L’entreprise, cette réalité multiforme, aux statuts très variables, de « l’entreprenant », cet entrepreneur individuel dans la législation togolaise à la pieuvre la plus multinationale, en passant par l’association, la PME ou la société d’économie mixte, pour ne pas citer tous les modèles, ne se résume pas à la société par actions, et nécessite que l’on prenne le temps d’écouter ceux qui la font. En premier lieu, comme dans ce numéro, les entrepreneurs : Entrepreneuriat et intrapreneuriat, analyse grâce à cinq approches différentes les motivations de l’entrepreneur. Son environnement notamment les difficultés qu’il peut rencontrer dans le domaine de la finance, avec les banquiers, qu’il faudra bien un jour faire revenir à leur vocation première après tant de dévoiements, ou simplement avec l’Administration.
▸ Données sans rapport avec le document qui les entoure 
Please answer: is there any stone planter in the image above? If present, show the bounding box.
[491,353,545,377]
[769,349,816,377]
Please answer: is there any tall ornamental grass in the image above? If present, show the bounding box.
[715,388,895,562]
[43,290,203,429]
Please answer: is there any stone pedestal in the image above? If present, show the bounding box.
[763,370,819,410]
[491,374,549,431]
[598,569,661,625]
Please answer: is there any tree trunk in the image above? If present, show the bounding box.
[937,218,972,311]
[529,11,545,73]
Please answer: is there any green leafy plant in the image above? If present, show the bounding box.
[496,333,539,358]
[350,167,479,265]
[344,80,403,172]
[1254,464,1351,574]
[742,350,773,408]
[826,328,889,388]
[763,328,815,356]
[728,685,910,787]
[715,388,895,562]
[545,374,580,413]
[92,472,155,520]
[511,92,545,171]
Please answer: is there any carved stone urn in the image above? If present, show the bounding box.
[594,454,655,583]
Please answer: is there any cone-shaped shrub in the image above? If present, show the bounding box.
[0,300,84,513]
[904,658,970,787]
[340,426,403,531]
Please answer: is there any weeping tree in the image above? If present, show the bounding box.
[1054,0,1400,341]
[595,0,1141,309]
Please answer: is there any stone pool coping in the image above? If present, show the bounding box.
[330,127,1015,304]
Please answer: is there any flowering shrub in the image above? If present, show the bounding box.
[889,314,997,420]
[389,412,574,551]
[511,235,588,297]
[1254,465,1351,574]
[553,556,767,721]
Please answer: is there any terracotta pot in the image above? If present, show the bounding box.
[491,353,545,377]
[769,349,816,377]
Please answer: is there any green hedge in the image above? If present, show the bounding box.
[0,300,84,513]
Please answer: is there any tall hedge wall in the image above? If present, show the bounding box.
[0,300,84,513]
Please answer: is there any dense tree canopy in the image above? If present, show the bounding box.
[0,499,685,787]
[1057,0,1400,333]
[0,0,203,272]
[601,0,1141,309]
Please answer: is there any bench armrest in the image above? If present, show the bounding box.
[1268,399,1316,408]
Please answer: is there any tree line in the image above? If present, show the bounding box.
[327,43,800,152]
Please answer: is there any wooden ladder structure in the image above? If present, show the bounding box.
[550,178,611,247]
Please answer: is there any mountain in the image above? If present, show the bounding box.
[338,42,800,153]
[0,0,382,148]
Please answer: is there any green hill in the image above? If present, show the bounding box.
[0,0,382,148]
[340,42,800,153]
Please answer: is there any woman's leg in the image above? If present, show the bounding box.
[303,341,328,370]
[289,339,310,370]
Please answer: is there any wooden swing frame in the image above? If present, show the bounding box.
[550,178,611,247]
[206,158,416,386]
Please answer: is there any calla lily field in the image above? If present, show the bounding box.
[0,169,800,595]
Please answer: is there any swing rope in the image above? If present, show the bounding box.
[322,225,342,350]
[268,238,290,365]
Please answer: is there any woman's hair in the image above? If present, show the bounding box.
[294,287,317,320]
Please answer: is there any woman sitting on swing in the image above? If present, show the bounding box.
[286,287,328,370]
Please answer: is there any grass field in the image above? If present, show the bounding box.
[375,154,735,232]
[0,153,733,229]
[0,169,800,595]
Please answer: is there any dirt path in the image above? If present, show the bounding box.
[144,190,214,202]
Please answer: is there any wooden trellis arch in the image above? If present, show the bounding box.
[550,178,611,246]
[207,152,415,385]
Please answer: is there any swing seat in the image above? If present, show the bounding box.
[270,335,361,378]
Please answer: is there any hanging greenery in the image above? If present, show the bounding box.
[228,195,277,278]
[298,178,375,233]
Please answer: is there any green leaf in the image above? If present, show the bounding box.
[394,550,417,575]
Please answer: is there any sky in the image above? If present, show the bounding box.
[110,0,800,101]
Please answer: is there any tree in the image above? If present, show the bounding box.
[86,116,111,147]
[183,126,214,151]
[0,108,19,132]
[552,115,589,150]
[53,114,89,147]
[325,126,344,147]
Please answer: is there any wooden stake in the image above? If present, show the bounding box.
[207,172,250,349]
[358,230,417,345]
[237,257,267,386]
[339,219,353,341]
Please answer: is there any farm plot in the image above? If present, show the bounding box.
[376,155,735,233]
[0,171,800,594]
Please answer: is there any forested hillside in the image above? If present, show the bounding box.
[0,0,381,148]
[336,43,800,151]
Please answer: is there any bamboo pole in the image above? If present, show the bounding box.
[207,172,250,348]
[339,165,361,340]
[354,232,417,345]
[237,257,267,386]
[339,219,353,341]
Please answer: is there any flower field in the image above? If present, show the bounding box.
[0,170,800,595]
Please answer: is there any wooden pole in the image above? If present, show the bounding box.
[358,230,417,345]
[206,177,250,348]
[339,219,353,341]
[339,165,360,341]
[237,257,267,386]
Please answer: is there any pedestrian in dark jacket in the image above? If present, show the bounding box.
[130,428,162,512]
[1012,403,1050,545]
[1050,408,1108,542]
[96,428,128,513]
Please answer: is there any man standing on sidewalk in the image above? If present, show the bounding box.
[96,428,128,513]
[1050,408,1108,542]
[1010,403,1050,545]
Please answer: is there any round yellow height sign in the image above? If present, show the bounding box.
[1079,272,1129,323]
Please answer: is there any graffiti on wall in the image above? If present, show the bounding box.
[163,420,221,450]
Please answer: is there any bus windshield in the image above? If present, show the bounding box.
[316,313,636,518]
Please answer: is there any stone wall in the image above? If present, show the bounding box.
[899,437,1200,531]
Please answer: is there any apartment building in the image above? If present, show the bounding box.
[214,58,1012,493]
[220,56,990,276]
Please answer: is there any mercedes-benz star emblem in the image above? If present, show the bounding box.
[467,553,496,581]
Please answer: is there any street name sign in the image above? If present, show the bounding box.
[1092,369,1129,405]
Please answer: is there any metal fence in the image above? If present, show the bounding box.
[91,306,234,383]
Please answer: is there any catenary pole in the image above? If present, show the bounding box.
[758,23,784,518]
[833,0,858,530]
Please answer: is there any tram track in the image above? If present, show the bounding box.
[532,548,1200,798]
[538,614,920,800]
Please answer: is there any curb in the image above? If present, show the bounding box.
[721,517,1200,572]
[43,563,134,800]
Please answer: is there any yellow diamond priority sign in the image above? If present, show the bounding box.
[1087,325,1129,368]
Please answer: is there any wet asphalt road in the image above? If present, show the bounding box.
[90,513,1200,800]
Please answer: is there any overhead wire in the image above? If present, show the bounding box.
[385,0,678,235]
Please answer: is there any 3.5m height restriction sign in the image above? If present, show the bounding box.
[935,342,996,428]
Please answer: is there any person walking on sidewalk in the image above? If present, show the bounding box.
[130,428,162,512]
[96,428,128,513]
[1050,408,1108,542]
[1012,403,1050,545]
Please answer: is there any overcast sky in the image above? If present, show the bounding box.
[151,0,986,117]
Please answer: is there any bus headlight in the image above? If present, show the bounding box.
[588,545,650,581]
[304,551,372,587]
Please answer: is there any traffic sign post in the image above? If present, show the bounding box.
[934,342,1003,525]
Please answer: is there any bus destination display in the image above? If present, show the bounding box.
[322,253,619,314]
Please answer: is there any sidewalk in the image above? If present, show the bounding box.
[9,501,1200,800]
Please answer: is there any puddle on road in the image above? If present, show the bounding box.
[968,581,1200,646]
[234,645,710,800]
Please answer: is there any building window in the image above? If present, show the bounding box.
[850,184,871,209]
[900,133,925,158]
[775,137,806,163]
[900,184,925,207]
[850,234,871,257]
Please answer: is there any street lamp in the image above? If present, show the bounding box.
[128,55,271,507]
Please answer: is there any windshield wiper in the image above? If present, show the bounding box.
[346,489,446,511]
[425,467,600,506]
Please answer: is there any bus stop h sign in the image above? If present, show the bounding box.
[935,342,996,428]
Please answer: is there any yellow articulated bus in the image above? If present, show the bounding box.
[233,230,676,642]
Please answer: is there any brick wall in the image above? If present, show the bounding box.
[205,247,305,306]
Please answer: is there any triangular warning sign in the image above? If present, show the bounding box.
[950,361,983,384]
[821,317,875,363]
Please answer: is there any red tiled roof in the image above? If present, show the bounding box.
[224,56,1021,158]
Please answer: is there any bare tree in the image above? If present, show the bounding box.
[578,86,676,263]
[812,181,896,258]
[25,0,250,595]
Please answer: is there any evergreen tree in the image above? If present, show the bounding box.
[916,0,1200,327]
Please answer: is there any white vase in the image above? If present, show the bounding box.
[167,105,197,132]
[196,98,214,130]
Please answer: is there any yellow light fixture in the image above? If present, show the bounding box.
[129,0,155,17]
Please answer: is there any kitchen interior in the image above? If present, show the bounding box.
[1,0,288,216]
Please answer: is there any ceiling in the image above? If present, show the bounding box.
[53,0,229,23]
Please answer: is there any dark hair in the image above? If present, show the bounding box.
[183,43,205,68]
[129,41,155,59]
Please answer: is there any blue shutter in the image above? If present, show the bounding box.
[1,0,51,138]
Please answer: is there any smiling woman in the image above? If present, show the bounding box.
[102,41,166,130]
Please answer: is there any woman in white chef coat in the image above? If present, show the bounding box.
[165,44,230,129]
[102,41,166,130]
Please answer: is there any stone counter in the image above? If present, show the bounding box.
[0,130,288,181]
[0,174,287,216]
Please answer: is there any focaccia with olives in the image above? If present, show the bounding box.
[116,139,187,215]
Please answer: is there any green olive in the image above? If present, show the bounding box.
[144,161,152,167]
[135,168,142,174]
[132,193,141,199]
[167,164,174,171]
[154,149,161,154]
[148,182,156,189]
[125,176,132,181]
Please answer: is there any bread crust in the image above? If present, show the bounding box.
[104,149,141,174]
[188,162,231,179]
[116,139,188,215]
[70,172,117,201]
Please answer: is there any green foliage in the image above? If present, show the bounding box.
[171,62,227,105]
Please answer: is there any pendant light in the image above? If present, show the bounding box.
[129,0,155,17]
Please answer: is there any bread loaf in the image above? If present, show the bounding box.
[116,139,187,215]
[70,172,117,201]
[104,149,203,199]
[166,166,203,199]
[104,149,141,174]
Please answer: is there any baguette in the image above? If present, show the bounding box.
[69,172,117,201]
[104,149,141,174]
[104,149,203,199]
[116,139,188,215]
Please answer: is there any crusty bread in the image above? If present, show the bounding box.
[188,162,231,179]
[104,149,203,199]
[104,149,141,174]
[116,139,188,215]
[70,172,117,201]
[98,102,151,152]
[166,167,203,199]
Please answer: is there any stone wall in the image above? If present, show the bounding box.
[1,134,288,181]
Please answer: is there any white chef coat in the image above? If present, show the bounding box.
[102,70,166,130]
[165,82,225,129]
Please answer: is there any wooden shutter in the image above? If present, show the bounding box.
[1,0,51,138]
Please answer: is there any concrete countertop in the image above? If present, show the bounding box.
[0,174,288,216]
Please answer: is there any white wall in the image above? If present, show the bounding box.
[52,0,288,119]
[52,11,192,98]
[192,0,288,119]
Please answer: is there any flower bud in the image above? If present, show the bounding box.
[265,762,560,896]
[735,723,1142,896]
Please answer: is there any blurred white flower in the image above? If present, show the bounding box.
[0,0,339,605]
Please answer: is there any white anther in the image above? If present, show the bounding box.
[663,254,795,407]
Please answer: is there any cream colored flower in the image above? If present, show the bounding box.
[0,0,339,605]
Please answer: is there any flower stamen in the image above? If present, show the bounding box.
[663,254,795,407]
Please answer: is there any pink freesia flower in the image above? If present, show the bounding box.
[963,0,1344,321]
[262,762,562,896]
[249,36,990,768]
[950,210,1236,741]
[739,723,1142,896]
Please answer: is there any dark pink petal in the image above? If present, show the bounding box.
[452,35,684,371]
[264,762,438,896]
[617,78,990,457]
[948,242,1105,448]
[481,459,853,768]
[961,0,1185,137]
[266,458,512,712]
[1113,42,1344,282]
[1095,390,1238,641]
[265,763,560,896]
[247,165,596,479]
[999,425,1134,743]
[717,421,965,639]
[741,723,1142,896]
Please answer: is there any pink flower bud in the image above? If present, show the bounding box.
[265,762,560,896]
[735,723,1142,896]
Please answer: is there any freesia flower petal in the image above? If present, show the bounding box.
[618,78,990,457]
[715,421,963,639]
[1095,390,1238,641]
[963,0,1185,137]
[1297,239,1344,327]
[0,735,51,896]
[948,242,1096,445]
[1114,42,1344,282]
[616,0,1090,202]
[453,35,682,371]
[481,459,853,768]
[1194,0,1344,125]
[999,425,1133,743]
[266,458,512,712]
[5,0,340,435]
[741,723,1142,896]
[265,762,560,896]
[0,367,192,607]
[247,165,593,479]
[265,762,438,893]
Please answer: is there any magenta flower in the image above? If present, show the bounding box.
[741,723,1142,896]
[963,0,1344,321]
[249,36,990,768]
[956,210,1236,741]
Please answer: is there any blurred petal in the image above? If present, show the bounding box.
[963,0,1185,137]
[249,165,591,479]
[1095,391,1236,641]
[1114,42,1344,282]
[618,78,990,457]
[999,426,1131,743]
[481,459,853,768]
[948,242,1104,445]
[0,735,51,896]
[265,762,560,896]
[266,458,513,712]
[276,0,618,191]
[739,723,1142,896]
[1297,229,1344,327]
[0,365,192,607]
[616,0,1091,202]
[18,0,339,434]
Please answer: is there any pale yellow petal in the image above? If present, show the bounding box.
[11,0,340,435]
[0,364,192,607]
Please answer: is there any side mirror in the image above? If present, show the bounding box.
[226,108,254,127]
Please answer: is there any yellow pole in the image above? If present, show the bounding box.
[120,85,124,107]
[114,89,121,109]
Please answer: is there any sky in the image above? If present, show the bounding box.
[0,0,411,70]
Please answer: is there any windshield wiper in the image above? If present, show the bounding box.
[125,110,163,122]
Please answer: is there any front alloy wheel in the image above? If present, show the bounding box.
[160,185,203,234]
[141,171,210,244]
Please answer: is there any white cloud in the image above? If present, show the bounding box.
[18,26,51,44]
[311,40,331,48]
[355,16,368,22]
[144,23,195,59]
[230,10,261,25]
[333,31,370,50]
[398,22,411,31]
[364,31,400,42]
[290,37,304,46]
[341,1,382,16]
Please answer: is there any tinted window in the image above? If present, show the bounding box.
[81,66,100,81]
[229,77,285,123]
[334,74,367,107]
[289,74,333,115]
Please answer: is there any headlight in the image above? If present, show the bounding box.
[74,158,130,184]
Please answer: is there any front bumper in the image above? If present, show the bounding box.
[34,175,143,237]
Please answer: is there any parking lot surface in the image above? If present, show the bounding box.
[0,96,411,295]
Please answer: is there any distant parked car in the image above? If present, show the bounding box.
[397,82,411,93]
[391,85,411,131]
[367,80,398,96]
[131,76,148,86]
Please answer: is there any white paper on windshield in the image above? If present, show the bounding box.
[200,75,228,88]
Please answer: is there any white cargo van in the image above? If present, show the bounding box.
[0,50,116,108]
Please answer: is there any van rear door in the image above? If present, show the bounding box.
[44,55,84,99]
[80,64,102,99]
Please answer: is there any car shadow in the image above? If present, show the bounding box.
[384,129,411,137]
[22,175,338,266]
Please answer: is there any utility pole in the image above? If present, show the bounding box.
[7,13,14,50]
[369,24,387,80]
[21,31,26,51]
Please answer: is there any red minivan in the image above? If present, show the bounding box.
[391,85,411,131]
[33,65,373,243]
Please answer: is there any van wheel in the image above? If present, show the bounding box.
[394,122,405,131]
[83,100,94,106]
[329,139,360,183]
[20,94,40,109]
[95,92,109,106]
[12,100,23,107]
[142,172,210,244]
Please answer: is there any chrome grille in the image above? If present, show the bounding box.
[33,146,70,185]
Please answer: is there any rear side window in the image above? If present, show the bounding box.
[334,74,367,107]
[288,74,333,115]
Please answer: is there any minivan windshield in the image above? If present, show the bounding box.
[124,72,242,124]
Quatre études solides traitent des parties prenantes extérieures. Et parce ce le mot d’entreprise et la vaste acception qu’il prend dans le domaine des actions humaines, empruntons à Corneille notre envoi… est-il si loin de nos préoccupations depuis 1965 !

« Jamais contre un tyran entreprise conçue
Ne permit d’espérer une si belle issue. »(2)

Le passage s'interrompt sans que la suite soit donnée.